Running alongside the exhibition of the same name, the collaborative project saw some of our best local talents – including Julia Stone, Montaigne, Ella Hooper, Ecca Vandal, Elizabeth Rose, Mojo Juju, Sampa the Great, Vera Blue, Airling and Mama Kin – come together and cover songs from Australia’s musical history.
Curated by Michelle Grace Hunder and Claudia Sangiorgi Dalimore, Her Sound, Her Story explores the history of Australian women in the industry and celebrates the diversity of our female talents.
Tell us about how Her Sound, Her Story came about.
Michelle: Looking at a previous project I'd worked on, I realised I'd worked with 180 people over two years, and 10 of them were female. There were a lot conversations happening about the [gender] split across all genres in music, as well as behind the scenes. I wanted to explore that further from an artistic point of view. I thought that just having portraits wouldn't do that [exploration] justice, and I really wanted to give a voice to the women. I asked Claudia, who’s an incredible filmmaker to come on board to do some interviews, and that's where it all started.
What can guests to the exhibition expect?
M: The photographs, for me, are incredibly individual and personal. Each session was completely collaborative and the artist had a big say in how they wanted to be represented visually. I feel you get a real insight into their personalities.
Claudia: The installation is fitted with speakers playing excerpts from the interviews, with some of the artists playing on loop. This sets the tone for the audience, as they are looking at the portraits to be able to connect with the themes, messages and stories of these women.
Why do you think it's important to showcase female talent in Australia?
M: For a couple of reasons. I think it’s such an important time to be celebrating women full stop. I keep seeing festival lineups with hardly any females. The argument is that there aren’t that many women making music and I think that’s bullshit. They are out there. Here’s a list for festival organisers, let's get these girls the light they deserve because they are just as talented as anyone out there.

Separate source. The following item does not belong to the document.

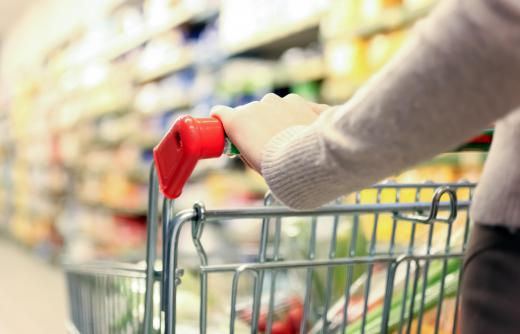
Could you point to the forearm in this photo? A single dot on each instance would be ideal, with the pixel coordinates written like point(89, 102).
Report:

C: The female talent coming out of Australia is world class, it was time to shine some proper light on these women. I can tell you this is just the beginning. The ladies coming through now are unstoppable.
How did the idea for mixing female talent with Australia’s music history develop?
C: In all storytelling, it’s important to acknowledge those that came before us and paved the way. More than anything, this project was about celebrating the rise of the new but within that, it was imperative to talk the pioneers. Gender disparity is alive and real in all creatives fields and has been that way for some time now. Naturally, we are looking at the progression throughout history. Where did this begin? What has changed? And where are we now?
The conversation extends outside of the music industry. This is about telling female narratives that are relevant to all of us and presenting that on a large scale, as a joint collective, so the messages are strong.
Women’s voices need to be herd and listened to in the world, now more than ever. That is crucial to a richer future and a state of wellbeing for all of us.
Tell us about the Her Sound, Her Story gig.
M: Claudia and I always had a dream of putting on a concert in support of everything we are trying to do with this project. We felt it was the perfect way to launch the whole project. It just helps with promoting the whole idea.
C: We tried to think of as many creative ways as possible to get all the content we have out and experienced. At the end of the day, with these women as our subjects, this project is about music. They are the very artists that have created the soundtracks to so many of our lives. So the intention of Her Sound, Her Story wouldn't be complete if we didn't bring it back to that simple exchange between an audience and a live performance. This space also created some long-visioned performance collaborations that Michelle and I had hoped for. Things like new duets, artists covering each other’s songs and an all-female house band.
What role do you think these ladies have in shaping the future of Australia’s music landscape?
M: I think all female performing artists are inspiring a future generation of girls to make music. The Her Sound, Her Story project really tried to document a vast array of women from different backgrounds, shapes and sizes, and sexual orientations, to make it as inclusive as possible. It only helps other women if they see women like themselves represented.
What’s your favourite song by an Australian artist?
‘F.E.M.A.L.E’ by Sampa the Great has been our theme song for this whole project! It's definitely a favourite!
What is next for you after MMW?
We hope to tour the exhibition and concert in the near future and aspire to keep bringing women together, building the mob.
You can check out Her Sound, Her Story: Exhibition at Melbourne Music Week until November 19. For session times, click here.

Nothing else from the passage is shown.